Fighting for the Kingdom of Christ
Thursday, December 16, 2010 at 9:40PM Mornay’s Vindiciae Contra Tyrannos is nothing if not thorough, and alongside its complex arguments for the legitimacy of armed resistance to civil tyranny, it mounts a parallel case for the right of armed resistance to religious persecution. While this may seem unsurprising at first, as religious persecution was the chief form of tyranny that prompted the writings of the Huguenot resistance theorists, this is actually quite a remarkable move. For Mornay is of course not saying, as a modern might, that religious persecution constitutes a violation of one of a citizen’s core liberties, thus justifying forcible resistance in defence of liberty toward an authority that has overstepped its bounds. Mornay is ahead of his time, but not that ahead. Rather, what Mornay ends up arguing is that religion as such--the Church as such--is defensible by arms.

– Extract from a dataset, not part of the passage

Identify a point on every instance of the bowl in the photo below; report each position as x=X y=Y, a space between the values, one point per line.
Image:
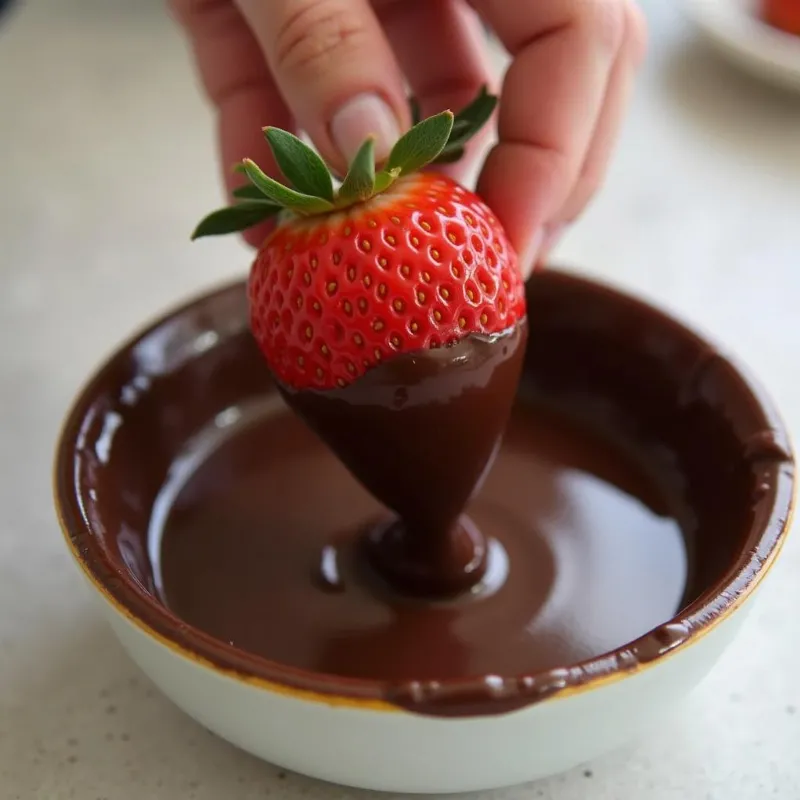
x=626 y=369
x=735 y=29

Such a move, it would seem, throws a big wrench into the gears of a two kingdoms theory. Most Reformation theorists, while happy to admit various kinds of civil oversight of and protection of religion, and earnest to develop justifications for resistance to rulers aiming to stamp out Protestantism, affirmed a sharp distinction between the coercion that could and should be wielded in protection of the civil kingdom, and the peacefulness and exclusive use of spiritual weapons that must operate in the spiritual kingdom. Hence resistance theories always appealed to the need to defend the commonwealth--not the Church as such--against the depredations of rulers who were oppressing the true religion upon which, it was argued, the commonwealth depended. The reason for this kind of two kingdoms distinction was straightforward--their whole goal was to refute any papist idea of the Church as an independent polity, a trans-national kingdom which might wield coercive power or on behalf of which coercive power should be mobilized.